Berechnung der korrekten Kommutatorgröße für Hochleistungsmotoren
Sie wissen bereits, was ein Kommutator tut. Sie haben die Lehrbücher und die OEM-Hinweise gelesen. Hier geht es darum, dass man bei 800+ Ampere nicht durchbrennt.
In den meisten Veröffentlichungen über die Konstruktion von Kommutatoren werden lediglich Regeln aufgeführt: “0,6-0,8 D”, “Teilung ≥ 4 mm”, “15 m/s”, und dann geht es weiter. Echte Hochleistungsmaschinen bewegen sich nicht immer innerhalb dieser Zahlen. Betrachten wir also die Dimensionierung als eine Reihe von Grenzen, die Sie aushandeln müssen, und nicht als magische Konstanten.
Inhaltsverzeichnis
1. Von Grenzen ausgehen, nicht von schönen Formeln
Wenn Sie einen Kommutator für einen Hochleistungs-Gleichstrommotor dimensionieren, kontrollieren vier Zwänge alles:
- Periphere Geschwindigkeitsbegrenzung - Vermeidung von Bürstenabhebung, ungleichmäßigem Verschleiß und mechanischer Belastung.

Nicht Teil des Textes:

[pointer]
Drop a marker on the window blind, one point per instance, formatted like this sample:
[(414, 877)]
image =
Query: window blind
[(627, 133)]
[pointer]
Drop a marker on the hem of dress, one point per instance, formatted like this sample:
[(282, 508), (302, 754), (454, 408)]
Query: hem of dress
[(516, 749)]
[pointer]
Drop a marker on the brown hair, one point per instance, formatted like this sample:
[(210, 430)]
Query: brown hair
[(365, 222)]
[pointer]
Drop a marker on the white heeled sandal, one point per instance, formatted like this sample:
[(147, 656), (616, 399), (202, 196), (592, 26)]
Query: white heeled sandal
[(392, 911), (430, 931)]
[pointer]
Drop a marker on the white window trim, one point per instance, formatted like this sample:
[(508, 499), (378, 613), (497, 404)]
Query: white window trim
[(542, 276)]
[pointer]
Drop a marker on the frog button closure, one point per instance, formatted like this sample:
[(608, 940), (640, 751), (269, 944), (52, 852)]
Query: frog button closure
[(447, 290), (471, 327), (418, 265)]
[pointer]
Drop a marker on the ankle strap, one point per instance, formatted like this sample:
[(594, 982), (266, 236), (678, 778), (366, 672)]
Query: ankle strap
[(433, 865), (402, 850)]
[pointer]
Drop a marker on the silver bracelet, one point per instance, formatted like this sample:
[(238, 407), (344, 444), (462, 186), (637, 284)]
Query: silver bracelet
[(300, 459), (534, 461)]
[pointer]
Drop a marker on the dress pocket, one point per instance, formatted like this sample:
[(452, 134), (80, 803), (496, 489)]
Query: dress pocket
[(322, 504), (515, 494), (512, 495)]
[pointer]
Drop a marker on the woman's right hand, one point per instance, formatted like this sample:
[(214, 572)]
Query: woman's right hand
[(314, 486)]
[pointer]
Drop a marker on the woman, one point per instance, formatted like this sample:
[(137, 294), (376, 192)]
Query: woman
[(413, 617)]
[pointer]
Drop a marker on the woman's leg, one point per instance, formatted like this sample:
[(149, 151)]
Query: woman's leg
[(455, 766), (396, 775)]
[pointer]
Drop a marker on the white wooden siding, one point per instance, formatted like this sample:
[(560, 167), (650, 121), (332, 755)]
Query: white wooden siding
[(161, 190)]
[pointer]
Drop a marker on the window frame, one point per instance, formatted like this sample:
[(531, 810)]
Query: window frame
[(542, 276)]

- Bürstenstromdichte und -qualität - Kontakttemperatur und Verschleiß unter Kontrolle halten.
- Spannung pro Segment - Segment-zu-Segment-Bogenbildung zu verhindern.
- Minimaler Segmentabstand und mechanische Festigkeit - damit die Stäbe bei Geschwindigkeit nicht bröckeln oder brechen.
Mit allem anderen (Durchmesserverhältnis, Länge, Anzahl der Segmente) jonglieren Sie um diese vier herum.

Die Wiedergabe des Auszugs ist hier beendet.